И он делает неожиданное признание, что при этом их сибирская армия, и. е. те самые легионеры, которые предали на расстрел адмирала Колчака, ограбили Россию и погубили её национальное, государственное предприятие, — эта армия облегчила и сделала возможной для них борьбу и успех на парижской конференции, на которой он, Бенеш, достиг гораздо большего, чем осмеливался надеяться в начале войны. [48]
По свидетельству объективного учёного, [49]
чехи работали на мирной парижской конференции с самыми сомнительными средствами и тёмными приёмами, доходящими до обмана конференции включительно, напр., относительно смешанных немецко-чешских областей или обещаниями устроит новое государство, на подобие Швейцарии, с действительным обеспечением прав всех входящих народностей. Далее, чехи подавали документы с подтасовкой и даже подделкой исторических фактов, надеясь через то получить свою часть в дележе контрибуции.Как после всего этого должны звучать слова Бенеша о том, «что старая истерия была для них (чехов), всегда хорошим учителем, — ещё лучшим учителем должна быть новая история, в которой ещё и сегодня действительны живущие в ней интересы, стремления, цели и идеи».
«В конце концов», — восклицает Бекеш, [50]
— и дипломат нового пошиба, — «оказывается, что путь правды, честности и прямоты — есть путь национальных интересов. Ложью и насилием до сих пор не могла обеспечить себя от ударов судьбы ни одна нация, ни большая, ни малая.»Да, без сомнения, так и будет! И та ложь. то грязное предательство, интриги и та кровь, на которых взошла чешская самостоятельность, уже влекут неудержимо справедливое решение. Чем скорее придёт оно, — «тем лучше для всего человечества.
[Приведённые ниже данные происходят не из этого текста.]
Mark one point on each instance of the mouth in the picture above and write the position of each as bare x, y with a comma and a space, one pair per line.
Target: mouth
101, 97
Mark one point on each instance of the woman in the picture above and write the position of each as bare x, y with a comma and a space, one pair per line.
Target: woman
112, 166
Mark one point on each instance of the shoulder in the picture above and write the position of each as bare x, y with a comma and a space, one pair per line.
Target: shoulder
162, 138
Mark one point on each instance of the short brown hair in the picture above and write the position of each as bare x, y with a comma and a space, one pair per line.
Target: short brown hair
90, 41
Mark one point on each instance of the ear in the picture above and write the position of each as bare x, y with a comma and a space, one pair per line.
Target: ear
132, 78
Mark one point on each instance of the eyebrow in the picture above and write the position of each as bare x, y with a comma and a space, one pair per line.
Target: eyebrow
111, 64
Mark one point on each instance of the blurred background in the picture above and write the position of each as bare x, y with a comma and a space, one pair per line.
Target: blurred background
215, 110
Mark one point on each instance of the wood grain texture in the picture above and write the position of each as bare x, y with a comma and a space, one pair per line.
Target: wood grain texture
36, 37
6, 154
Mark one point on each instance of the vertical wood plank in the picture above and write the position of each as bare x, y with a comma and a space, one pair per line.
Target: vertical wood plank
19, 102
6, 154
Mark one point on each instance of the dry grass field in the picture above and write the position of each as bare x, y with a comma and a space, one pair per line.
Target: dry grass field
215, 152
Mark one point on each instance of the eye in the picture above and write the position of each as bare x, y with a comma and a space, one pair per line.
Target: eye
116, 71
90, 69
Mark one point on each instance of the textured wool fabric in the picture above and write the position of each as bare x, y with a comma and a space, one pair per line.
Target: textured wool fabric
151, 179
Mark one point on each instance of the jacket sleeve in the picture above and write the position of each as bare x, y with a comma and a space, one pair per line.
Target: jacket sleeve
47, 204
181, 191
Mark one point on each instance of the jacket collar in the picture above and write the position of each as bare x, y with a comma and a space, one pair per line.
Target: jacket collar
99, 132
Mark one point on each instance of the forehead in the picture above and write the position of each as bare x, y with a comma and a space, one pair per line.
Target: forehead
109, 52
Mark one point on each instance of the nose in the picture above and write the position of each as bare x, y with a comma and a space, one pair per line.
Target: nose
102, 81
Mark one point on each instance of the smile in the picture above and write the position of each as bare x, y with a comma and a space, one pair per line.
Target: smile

Книга Масарыка написана ещё более фальшиво и двулично. Масарык не только хочет обелить себя и своих чехов, но задается намерением показать, что он всегда всё предвидел вперёд, чуть ли не один на всей земле; что поэтому-то он и допускал то или иное действие, которое в сущности, было или обманом, или предательством.
Уже Бекеш, который, являлся во всей интриге и в заговоре подручным Масарыка и теперь хвалит последнего, как апостола своей нации, как «великого», — вводит эту ноту якобы прозорливости старого чеха; он говорит, что Масарык с самого начала поставил себя против русской анти-большевицкой акции, вследствие чего и чехи-легионеры всегда были против русских и уже в июне 1918 года взяли путь на Францию. [51]
Масарык в своей книге подробнейшим образом описывает себя самого, своих личных друзей, своё окружение, а затем уже общий ход мировой войны. Но в центре всегда стоит Масарык. Все совершается вокруг него. Старый чех видимо страдает манией величия. Некоторые места его книги годятся для юмористического журнала. Так, он пишет: [52]
«Как курьёз, упомяну, что царь прислал мне через Стефаника (летом 1916 года) очень дружеский поклон и просьбы продолжать мою политику и дальше». После первой, февральской революции, Масарык некоторое время выжидал для верности, — как это обычно делает всякий чересчур хитрый и в то же время трусливый человек; когда же он «был достаточно информирован, то послал 18 марта телеграмму Милюкову и Родзянко, в которой выражал своё удовлетворение переворотом». [53]
Вскоре затем он и сам поспешил в водоворот русской революции, чтобы принят участие, приложить и свою руку к развалу страны. Здесь Масарык роняет такую фразу: «во время царского правительства я не спешил в Россию, — так как я знал предубеждение реакционных элементов против меня и союзников». [54]
А описывая своё долгое пребывание в течение 1915 и 1910 гг. в Лондоне с массой подробностей, с упоминанием мелочей из своей частной жизни, со всеми встречами, — Масарык забывает упомянуть, что в апреле 1915 года им был представлен сэру Эдуарду Грею меморандум «Independent Bohemia» с приложением карты — Map of United States of Bohemia. В этом меморандуме сказано буквально следующее: [55]
«Для Богемии и для балканских славян самое существенное — это дружба России. Богемские политики считают, что Константинополь и проливы должны принадлежать только России. Богемия проектируется, как монархическое государство; богемская республика находит защиту только у немногих радикальных политиков. Вопрос династии мог бы быть решён двумя способами. Или союзники могли бы дать одного из своих принцев, или могла бы быть заключена персональная уния между Богемией и Сербией. Русская династия всё равно в какой форме, была бы особенно популярна».